FDA authorizes first at-home sample collection for COVID-19 test

April 22, 2020

The Food and Drug Administration (FDA) authorized the first diagnostic test with a home collection option for COVID-19, the agency said in a news release.

Specifically, the FDA reissued the emergency use authorization (EUA) for the Laboratory Corporation of America’s (LabCorp) COVID-19 RT-PCR Test to permit testing of samples self-collected by patients at home.

“We worked with LabCorp to ensure the data demonstrated that at-home, patient-sample collection is as safe and accurate as sample collection at a doctor’s office, hospital or other testing site,” said FDA Commissioner Stephen M. Hahn, MD.

Patients will collect samples at home using LabCorp’s Pixel by LabCorp COVID-19 Test home collection kit.

In a statement, LabCorp officials said they first will make the test kits available to first responders and healthcare workers who may have been exposed to COVID-19 or may be symptomatic. The company then plans to make the COVID-19 self-collection kits available to consumers, with a doctor’s order, in the coming weeks.

The FDA said the reissued EUA for LabCorp’s molecular test permits testing of a sample collected from the patient’s nose using a designated self-collection kit that contains nasal swabs and saline. Once patients collect their nasal sample, they mail their sample in an insulated package to a LabCorp lab for testing.

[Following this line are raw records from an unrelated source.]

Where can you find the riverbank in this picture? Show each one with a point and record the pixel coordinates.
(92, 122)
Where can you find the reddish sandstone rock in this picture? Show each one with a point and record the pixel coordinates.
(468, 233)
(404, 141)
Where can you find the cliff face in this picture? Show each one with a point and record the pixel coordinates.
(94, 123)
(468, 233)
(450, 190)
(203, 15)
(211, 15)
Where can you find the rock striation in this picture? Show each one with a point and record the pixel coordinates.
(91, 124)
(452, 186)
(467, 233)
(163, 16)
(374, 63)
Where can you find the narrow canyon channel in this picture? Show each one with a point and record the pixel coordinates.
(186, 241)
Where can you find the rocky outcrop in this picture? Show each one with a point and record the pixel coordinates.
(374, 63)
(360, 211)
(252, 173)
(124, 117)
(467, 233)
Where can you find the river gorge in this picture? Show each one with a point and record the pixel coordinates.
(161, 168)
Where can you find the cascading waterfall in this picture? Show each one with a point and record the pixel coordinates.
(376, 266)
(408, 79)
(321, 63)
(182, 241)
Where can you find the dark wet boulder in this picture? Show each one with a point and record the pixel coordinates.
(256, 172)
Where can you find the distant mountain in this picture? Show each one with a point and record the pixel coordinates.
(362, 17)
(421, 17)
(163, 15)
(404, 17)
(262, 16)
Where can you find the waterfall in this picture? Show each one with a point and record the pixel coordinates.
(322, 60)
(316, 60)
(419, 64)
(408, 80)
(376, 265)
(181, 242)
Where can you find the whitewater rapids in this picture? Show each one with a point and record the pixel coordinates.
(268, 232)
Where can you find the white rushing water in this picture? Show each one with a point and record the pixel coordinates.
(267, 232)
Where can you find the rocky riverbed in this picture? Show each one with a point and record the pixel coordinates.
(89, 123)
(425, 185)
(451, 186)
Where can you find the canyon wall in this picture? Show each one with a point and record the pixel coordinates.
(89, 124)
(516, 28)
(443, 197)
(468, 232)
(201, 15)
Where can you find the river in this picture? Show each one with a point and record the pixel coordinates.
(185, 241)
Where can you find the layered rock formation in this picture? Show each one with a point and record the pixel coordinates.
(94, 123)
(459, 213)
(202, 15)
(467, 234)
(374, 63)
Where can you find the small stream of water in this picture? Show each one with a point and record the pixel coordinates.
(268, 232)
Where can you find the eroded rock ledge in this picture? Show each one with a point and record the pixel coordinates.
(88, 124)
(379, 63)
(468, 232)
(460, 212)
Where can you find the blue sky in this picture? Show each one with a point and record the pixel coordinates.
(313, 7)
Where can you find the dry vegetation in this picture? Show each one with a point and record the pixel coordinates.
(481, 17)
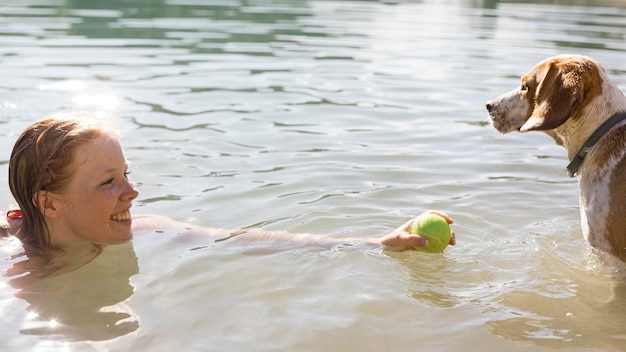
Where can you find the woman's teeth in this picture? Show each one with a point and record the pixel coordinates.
(121, 216)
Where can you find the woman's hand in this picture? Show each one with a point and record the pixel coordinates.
(401, 239)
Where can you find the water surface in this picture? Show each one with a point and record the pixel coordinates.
(343, 118)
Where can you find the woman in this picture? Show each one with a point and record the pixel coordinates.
(69, 176)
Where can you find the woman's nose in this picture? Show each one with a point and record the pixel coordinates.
(131, 192)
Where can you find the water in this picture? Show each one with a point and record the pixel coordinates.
(343, 118)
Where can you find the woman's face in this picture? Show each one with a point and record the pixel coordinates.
(95, 205)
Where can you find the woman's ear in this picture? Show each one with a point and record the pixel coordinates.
(47, 203)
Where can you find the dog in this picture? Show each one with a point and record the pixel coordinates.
(571, 98)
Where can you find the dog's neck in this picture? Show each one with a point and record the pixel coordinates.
(576, 130)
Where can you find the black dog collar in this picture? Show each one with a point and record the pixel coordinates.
(573, 166)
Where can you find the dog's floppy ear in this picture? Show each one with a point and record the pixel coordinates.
(555, 97)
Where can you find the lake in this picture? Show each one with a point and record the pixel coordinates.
(342, 118)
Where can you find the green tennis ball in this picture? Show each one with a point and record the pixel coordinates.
(435, 229)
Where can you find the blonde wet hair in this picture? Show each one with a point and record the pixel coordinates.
(40, 161)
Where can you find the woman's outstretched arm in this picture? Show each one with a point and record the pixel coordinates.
(398, 240)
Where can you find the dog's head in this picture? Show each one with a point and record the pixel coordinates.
(550, 94)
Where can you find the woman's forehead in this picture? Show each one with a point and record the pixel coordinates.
(106, 151)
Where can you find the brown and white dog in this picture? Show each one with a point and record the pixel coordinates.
(570, 97)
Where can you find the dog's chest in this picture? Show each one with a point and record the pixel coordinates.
(603, 194)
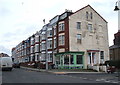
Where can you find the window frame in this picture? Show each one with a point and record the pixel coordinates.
(78, 25)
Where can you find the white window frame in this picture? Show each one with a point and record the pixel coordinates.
(90, 27)
(78, 25)
(61, 27)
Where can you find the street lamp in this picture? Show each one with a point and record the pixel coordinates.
(116, 7)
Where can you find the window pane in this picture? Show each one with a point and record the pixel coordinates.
(78, 25)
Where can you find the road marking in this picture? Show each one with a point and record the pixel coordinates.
(114, 82)
(98, 80)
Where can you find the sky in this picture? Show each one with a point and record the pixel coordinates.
(19, 19)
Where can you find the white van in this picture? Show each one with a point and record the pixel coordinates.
(6, 63)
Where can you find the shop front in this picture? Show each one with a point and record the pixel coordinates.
(70, 60)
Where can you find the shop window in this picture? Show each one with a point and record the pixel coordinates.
(78, 38)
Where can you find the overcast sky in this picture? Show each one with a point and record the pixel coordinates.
(19, 19)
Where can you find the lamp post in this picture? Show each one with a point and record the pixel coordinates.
(117, 5)
(118, 9)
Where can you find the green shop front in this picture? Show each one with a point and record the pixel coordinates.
(70, 60)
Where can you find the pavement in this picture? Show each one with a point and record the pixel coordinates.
(58, 71)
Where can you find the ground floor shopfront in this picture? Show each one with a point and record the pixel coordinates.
(70, 60)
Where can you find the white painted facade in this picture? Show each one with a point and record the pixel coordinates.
(95, 39)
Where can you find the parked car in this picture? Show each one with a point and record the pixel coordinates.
(16, 65)
(6, 63)
(111, 69)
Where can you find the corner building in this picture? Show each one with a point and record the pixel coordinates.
(73, 40)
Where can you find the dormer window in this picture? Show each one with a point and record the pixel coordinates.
(91, 15)
(61, 27)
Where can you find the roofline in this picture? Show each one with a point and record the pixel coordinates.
(91, 8)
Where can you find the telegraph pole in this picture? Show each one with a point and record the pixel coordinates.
(46, 54)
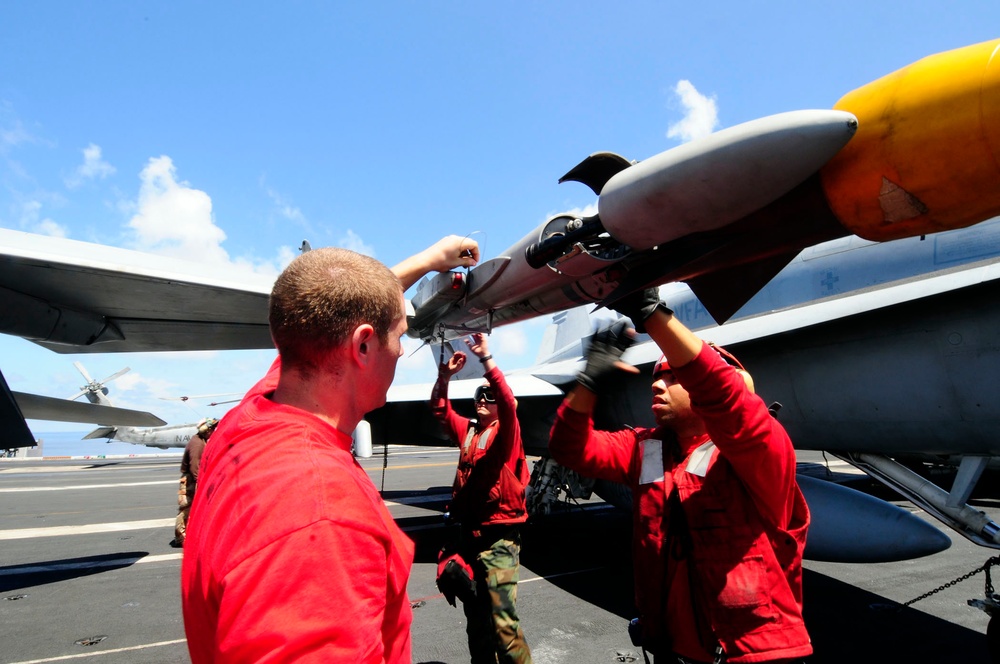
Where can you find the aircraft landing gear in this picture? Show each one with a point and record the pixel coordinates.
(991, 605)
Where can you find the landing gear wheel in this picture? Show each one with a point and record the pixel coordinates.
(993, 639)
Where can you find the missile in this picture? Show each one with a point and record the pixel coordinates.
(926, 156)
(915, 152)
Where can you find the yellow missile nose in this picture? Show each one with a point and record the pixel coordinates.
(926, 156)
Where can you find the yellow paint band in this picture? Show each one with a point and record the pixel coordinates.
(926, 156)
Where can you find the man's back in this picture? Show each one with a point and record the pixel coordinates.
(287, 536)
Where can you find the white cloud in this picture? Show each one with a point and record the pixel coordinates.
(12, 131)
(353, 241)
(31, 220)
(287, 210)
(48, 227)
(701, 115)
(174, 219)
(93, 167)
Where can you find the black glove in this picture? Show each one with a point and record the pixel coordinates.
(639, 306)
(606, 348)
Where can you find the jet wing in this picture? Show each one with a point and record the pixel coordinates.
(726, 212)
(78, 297)
(37, 407)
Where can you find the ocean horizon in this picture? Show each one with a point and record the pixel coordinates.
(71, 444)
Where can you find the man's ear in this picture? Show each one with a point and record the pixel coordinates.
(363, 343)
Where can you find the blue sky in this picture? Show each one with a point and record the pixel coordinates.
(229, 132)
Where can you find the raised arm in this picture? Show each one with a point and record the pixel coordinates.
(447, 253)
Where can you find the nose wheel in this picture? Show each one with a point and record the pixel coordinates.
(991, 605)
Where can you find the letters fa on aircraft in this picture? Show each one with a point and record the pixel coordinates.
(877, 371)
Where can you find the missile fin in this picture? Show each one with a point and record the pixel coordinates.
(723, 292)
(596, 170)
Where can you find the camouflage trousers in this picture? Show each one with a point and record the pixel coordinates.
(185, 494)
(493, 627)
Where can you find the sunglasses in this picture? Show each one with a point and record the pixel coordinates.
(484, 393)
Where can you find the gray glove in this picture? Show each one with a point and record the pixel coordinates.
(639, 306)
(606, 348)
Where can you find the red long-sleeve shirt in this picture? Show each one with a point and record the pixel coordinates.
(291, 554)
(492, 471)
(746, 517)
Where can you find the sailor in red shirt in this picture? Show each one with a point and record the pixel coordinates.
(719, 520)
(291, 554)
(488, 502)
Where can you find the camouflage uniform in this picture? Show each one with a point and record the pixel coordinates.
(493, 626)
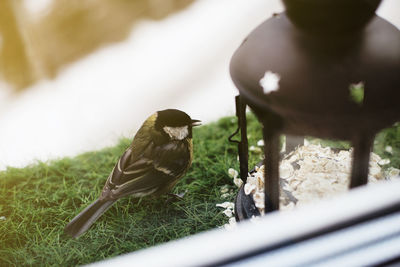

The LabCorp home self-collection kit includes a specific Q-tip-style cotton swab for patients to use to collect their sample, FDA said.

“Due to concerns with sterility and cross-reactivity due to inherent genetic material in cotton swabs, other cotton swabs should not be used with this test at the present time. The FDA continues to work with test developers to determine whether or not Q-tip-style cotton swab can be used safely and effectively with other tests,” the agency said in a statement.

“It is important to note that this is not a general authorization for at-home collection of patient samples using other collection swabs, media, or tests, or for tests fully conducted at home,” the FDA said.